As a senior, C-suite strategist for multiple major industrial corporations he has led multiple mergers, acquisitions, divestitures and restructurings, as well as corporate break-ups and spin-offs. He has a distinguished track record of successful transformations of complex organizations in dynamic and uncertain market conditions while engendering the trust and buy-in of employees, customers, vendors, owners, corporate leadership and boards of directors.
A highly engaged leader at the personal and team level he has demonstrated the ability to engender effective senior teams and boards. He’s also an active mentor, teacher and community leader.
Mr Chicles is an active board member with AES Seals, global leader in sustainable reliability engineering, and Micro Technologies Inc, an electronics and advanced manufacturing company. He is a principal partner with ProOrbis Enterprises®, a management science consultancy with premier clients such as the US Navy and PwC, as well as the principal of Xiphos Associates™, a management and M&A advisory. Recently, he served as Board Director and Chairman of Global Business Development with Hydro Inc. the largest independent pump and flow systems engineering services provider in the world.
He was President of ITT’s Industrial Process / Goulds Pumps business segment a global manufacturer of industrial pumps, valves, monitoring and control systems, and aftermarket services for numerous industries with $1.2 billion in revenue, 3,500 employees and 34 facilities in 17 countries. Preceding this role he served as Executive Vice President of ITT Corporation overseeing the creation of a newly conceived ITT Inc. following the break-up of the former ITT Corporation to establish its strategy and corporate functions such as HR, communications, IT and M&A, building the capabilities, policies and organizations for each.

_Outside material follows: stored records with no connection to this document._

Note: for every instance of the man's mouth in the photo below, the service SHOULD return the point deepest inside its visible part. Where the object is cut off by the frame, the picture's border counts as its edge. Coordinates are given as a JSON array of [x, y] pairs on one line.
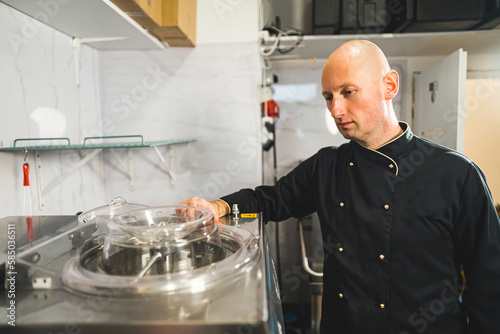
[[345, 124]]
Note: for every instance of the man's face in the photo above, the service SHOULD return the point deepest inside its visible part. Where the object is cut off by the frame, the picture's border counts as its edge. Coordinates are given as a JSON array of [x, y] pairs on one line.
[[355, 99]]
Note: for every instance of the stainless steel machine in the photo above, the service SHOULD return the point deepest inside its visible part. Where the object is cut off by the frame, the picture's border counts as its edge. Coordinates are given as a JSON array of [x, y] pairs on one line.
[[141, 270]]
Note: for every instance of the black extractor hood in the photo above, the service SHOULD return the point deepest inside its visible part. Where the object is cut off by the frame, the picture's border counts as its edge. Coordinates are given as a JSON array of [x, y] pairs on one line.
[[403, 16]]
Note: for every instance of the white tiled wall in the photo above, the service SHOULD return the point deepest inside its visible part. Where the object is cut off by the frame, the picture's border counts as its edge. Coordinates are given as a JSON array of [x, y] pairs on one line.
[[39, 98], [207, 93]]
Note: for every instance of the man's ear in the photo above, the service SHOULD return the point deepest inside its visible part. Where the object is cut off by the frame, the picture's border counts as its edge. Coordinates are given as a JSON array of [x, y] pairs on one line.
[[391, 82]]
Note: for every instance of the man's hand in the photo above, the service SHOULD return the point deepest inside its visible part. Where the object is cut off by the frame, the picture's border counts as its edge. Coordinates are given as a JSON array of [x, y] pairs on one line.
[[218, 207]]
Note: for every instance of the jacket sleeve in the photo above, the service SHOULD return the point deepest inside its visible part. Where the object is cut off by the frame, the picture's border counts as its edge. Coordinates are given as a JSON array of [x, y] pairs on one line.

He joined ITT Corporation’s executive committee as its strategy chief in 2006 and instituted disciplined strategic planning processes and developed robust acquisition pipelines to respond to rapidly changing markets. Created successful spin-offs of 2 new public corporations Exelis Inc. and Xylem Inc. ITT Corporation was named one of “America’s Most Respected Corporations” by Forbes for exemplary management and performance during his tenure there.
Before joining ITT, Mr Chicles served as Vice President of Corporate Business Development and head of mergers and acquisitions for American Standard / Trane Companies, where he initiated and closed numerous transactions and equity restructurings globally.
Additionally, he created and led the corporate real estate function which entailed more than 275 real estate transactions around the world.
He began his career at Owens Corning rising through the ranks in various operational roles to Vice President of Corporate Development.
Recently, he taught advanced enterprise strategy at Stevens Institute of Technology as an adjunct professor and still supports start-ups through the Stevens Venture Center. He continues to be active as the Founding Board Member with several successful start-up technology businesses and non-profit organizations. A community leader, Mr Chicles has held the role of President of the Greek Orthodox Cathedral in Tenafly, N.J., He also led trips abroad to Cambodia and Costa Rica to build sustainable clean-water solutions and affordable housing.
His formal education includes earning a Masters of Business Administration from The Wharton School at the University of Pennsylvania, and a Bachelors in Finance from Miami University.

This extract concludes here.